The democratic system is supposedly the best system for giving power to the populace.

However, if the entire system is illegitimate, and no vote will change the system, there are people who believe action outside of civic participation is required.

People who take said action are called extremists.

It’s a negative connotation for most. Extremists are often seen as uncompromising and willing to resort to actions outside of the acceptable moral spectrum. There is hardly ever a time when the word is used in a positive manner.

The problem is that the biggest changes in history are often forged by extremists—individuals and groups who think that the system can only be shifted by drastic structural and cultural change.

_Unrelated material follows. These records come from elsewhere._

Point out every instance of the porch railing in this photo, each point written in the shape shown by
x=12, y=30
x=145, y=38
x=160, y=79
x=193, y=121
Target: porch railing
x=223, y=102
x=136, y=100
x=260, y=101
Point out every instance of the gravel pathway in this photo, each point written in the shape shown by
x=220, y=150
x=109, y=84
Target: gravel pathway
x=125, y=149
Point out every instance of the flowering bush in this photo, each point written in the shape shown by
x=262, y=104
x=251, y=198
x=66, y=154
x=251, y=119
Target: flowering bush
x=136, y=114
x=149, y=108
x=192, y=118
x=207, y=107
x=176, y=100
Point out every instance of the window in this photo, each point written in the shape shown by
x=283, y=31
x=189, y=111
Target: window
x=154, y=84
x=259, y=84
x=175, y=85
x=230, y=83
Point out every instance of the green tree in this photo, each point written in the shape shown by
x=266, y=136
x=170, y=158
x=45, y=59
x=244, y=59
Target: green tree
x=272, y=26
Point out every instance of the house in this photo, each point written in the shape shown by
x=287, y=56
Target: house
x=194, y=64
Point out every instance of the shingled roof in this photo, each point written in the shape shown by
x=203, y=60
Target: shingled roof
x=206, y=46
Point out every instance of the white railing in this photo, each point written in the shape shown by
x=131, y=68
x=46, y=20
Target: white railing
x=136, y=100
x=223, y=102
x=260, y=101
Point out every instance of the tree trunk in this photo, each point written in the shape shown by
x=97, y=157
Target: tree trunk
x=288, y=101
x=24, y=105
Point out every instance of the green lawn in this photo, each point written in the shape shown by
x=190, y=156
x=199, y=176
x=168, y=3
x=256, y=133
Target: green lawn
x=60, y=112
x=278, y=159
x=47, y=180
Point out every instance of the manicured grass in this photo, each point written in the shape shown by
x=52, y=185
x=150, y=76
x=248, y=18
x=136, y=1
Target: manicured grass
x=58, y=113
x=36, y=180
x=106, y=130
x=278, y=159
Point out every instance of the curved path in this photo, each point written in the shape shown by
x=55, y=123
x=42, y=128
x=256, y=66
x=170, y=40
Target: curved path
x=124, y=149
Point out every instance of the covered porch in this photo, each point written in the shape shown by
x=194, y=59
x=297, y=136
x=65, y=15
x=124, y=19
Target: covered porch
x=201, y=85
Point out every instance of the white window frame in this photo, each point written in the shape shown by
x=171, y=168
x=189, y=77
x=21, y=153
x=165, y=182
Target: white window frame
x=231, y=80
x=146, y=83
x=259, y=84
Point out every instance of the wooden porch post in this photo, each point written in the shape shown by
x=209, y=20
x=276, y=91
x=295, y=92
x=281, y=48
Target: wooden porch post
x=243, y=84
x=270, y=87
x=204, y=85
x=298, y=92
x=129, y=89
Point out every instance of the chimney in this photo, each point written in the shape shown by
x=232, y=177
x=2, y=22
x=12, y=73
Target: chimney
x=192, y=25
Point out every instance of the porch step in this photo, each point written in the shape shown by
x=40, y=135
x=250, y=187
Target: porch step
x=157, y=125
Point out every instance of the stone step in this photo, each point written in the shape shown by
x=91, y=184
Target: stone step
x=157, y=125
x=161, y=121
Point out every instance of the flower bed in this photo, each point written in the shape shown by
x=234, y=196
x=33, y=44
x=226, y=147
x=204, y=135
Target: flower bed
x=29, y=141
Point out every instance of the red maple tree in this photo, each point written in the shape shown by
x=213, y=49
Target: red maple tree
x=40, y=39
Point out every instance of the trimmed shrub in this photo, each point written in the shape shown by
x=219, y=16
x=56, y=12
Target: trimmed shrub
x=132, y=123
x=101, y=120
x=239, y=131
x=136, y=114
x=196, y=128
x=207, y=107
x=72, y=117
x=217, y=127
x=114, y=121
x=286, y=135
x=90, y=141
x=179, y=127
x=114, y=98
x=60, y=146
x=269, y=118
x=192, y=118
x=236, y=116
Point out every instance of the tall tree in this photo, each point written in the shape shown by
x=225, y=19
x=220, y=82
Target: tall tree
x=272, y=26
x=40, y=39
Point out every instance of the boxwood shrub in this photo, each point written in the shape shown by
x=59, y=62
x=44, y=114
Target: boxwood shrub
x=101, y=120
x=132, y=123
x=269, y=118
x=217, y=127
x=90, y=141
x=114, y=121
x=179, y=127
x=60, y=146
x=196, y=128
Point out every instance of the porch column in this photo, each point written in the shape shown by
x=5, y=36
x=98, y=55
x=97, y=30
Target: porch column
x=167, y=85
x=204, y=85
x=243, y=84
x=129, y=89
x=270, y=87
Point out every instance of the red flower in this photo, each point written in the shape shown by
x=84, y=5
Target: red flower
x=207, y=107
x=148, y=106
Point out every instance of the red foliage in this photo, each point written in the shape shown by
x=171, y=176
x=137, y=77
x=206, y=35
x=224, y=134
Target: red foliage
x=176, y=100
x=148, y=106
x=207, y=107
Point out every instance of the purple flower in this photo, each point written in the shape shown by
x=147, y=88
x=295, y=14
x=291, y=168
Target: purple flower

This can be done with or without violence, but every extremist that strives to alter the course of their present situation must step on more than a few toes in order to achieve their goals.

Would it be wrong to characterize the founding fathers as extremist? They were well-read scholars who challenged the idea that, by merit of divine right, the King of England had total authority over American subjects.

They took a course of action that caused a revolution, and eventually led to the inception of our country, the United States of America.

If you use the technical term for extremist, these revolutionaries would fall exactly under that definition.

However, their reputation is now so profound that they’re thought of very highly in our nation, and sometimes even outside of it.

In fact, they are now seen as completely justified in their actions, and have given legitimacy to recent uprisings against monarchies and the eventual movement by countires toward democratic styles of government. Hardly what one would consider radical today.

The reputation they now have is that of wise and capable thinkers, certainly not as radicals. Yet, at the time, they were certainly considered extreme, as their ideas and actions took them to war with a powerful colonial empire.

In this case, their extreme actions were rewarded and their goals of sovereignty were reached.

We now have over 200 years of history that validate the actions taken by the founding fathers. Their extremist actions were completely justified given the circumstances. They saw an abuse of power and chose to put a stop to it.

There are many things I strongly, strongly believe in, but I don’t think I would characterize myself as an extremist. On the other hand, the founding fathers truly believed in what they were doing, and the actions they took were just a necessary step on the road to independence.

Radical action against a state must be conscious and thought through. A proper revolution (as oxymoronic as that sounds) is one that springs from principles, not rash action.

The implications and severity of your actions must also be considered—namely, whether actions that defy common morality, such as revolt or upheaval, are required.